As of now, many Web 2.0 applications, such as hosted versions of desktop applications, have an inherent limitation in that they don't function if the network goes down, said Dion Hinchcliffe, chief technology officer of consulting firm Sphere of Influence and author of the Enterprise Web 2.0 blog.
David Temkin, CTO of Laszlo Systems, countered that consumers are increasingly familiar with hosted applications.
"People get accustomed to this kind of delivery of applications. They expect the same in the workplace," Temkin said. "What's happening in the consumer space is making people comfortable with the trend."
Allowing employees to share information through blogs or mashups with outside Web services poses significant security challenges for corporate customers, speakers said.

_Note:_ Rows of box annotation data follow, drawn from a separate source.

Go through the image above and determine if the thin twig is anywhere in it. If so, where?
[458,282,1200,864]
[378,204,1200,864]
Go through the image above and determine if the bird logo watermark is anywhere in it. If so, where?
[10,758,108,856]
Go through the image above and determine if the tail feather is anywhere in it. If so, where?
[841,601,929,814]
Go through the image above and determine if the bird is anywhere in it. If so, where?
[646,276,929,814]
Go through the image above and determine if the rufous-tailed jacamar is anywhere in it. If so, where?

Promoting ad hoc collaboration and multiple modes of communication can be beneficial, but employees need policies and IT administrators need tools to govern those policies, said John Crupi, CTO of JackBe, which makes AJAX tools.
"At Sun, where I used to work, we blogged and we had one rule: Don't be stupid," said Crupi. "I don't think there is one answer but there has to be a way to figure how to govern (communications) while encouraging it."

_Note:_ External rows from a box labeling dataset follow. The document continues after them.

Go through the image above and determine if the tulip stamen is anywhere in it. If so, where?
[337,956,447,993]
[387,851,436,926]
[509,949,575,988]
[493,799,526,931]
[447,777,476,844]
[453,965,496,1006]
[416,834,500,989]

Corporations, in general, are also leery of working with Web start-ups. And many Web 2.0 business models are not fully proven.
"There's an element of this that feels like, frankly, Web 1.0--we've got this great idea, wouldn't it be wonderful to make money from it," said Temkin. "Using social networks as features on any applications, for example. That's great but how does it get monetized? It's a question not answered right now."
Still, many Web 2.0-style services are bound to make it into corporations, speakers said. That's because there is a great deal of innovation in the public-facing Web, and tools to help individuals build Web applications are getting more powerful.
Large vendors, such as SAP, Microsoft and IBM, are eyeing these technologies and collaboration techniques and will eventually build them into their enterprise products, according to analysts.
"The pendulum swings every few years between how much central control IT has," said Jeff Crigler, CEO of Voxant, a news syndication company.
"What's different now is that it used to be expensive and technically very challenged to do your own thing. Now the applications have gotten to the point where you think, 'If my 14-year-old son can do it, I can probably figure it out,'" he said.